シーン 136
もし、彼が転生者なら、前世にまつわる記憶を持っているのではないか。
しかし、彼は身に覚えがないと、首を横に振るだけだった。
ただ、これで彼が転生者ではないと決まったわけではない。
転生者の中には記憶の引き継ぎを希望しなかった者もいる。
それを見極める方法は、転生時に死神から得た能力の有無だ。
僕のようにオリハルコンの武器を所持していたり、身体的な能力に変化があれば、可能性は限りなく高くなるだろう。
「うーん…他のドワーフたちに比べて何か特別な事はないか?それがわかれば手がかりになるかもしれない」
「特別…か。そうだな、我々はとりわけ身体が丈夫に出来ている。中でも私の自慢はこの腕力だ。これだけは誰にも負けた事がない。その程度だが、参考になるか?」
「そうか…。だが、それだけでは転生者だと言う理由にはならないな」
「だろうな。…あぁ、そうだ。この話をして一つ思い出した事がある。夢の中の話だから聞き流してもらっても構わない。だが、とても不思議な夢だった。夢とは思えない鮮明な映像だったから、今でもよく覚えているよ」
「夢の話?」
「うむ、少し長くなるが長旅の暇つぶしにはちょうどいいだろう」
コルグスは昔を思い出しながら話を始めた。
問題の夢を見たのは今から数年前。
彼が不思議と話す夢の内容は連続性があり数日間続いたという。
夢の中の彼は、何故かベッドに横たわっていたらしい。
意識はあり真っ白い壁に覆われた部屋の中にいた。
傍らには見慣れない機器が並び、そこから伸びたケーブルが身体と繋がっていたそうだ。
彼はこれが夢なのか確かめようとして動き回ろうとした。
しかし、身体を起こそうにも力が入らず、ただ生きているだけの存在だと気付いたらしい。
その話から連想されるイメージは、何らかの理由で病院に入院したシーンだ。
ちょうど、僕が死んでいると死神から告げられ、証拠として見せられたら病室のイメージと重なる。

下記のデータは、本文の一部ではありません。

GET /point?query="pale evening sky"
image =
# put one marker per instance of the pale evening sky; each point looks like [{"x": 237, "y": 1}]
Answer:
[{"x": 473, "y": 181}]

この時の彼は、しきりに窓の外に見える世界を羨ましく思っていたそうだ。
しかし、身体が動かないと言う現実を思い知らされ、半ば諦めていたらしい。
それでも、外の世界に対する憧れは完全に消える事はなかったようだ。
そして、いつの日か外で元気に走り回りたいと思うようになっていた。
もっと強い身体があれば…とも。
しかし、その夢は唐突に終わり、二度と同じ内容の夢を見なくなったらしい。
彼はこの不思議な夢の話を誰かに相談しようとは思わなかった。
誰にも理解されず笑い者になるくらいなら、自分の中にだけ留めておこうと思ったらしい。
何とも彼らしい理由だ。
「…これが夢の話だ。特に面白くはなかっただろう?」
「いや…俺はその夢が現実だったんじゃないかと思うんだ。もちろん、確証はないけどそんな気がするんだ」
「意外だな。信じてくれるのか?」
「俺なりの解釈をすれば、夢の中のお前は強い身体に憧れていたんだろう?それで、今のお前は夢で望んだ姿になった、そう感じたんだ」
「そう…だな。私も今の自分にはそれなりに満足しているさ。ただ、実のところ幼少期の記憶がまるでないのだ。最後に残っているのは、夢を見る少し前くらいか。いや、これもすでに曖昧だな」
「…記憶がない?」
「うむ。それまでどうやって過ごしていたかまったく思い出せないと言うことだ。こう言うのを記憶喪失というらしいな」
話を聞く限り、彼が転生者ではないかという疑問が大きくなった。
ただ、それを知ったところで転生者についての知識が深まるわけでもない。
仮に彼が転生者だとしても、生前の記憶を引き継がなかったのは、振り返りたくない思い出があったのではと仮説も立てる事が出来る。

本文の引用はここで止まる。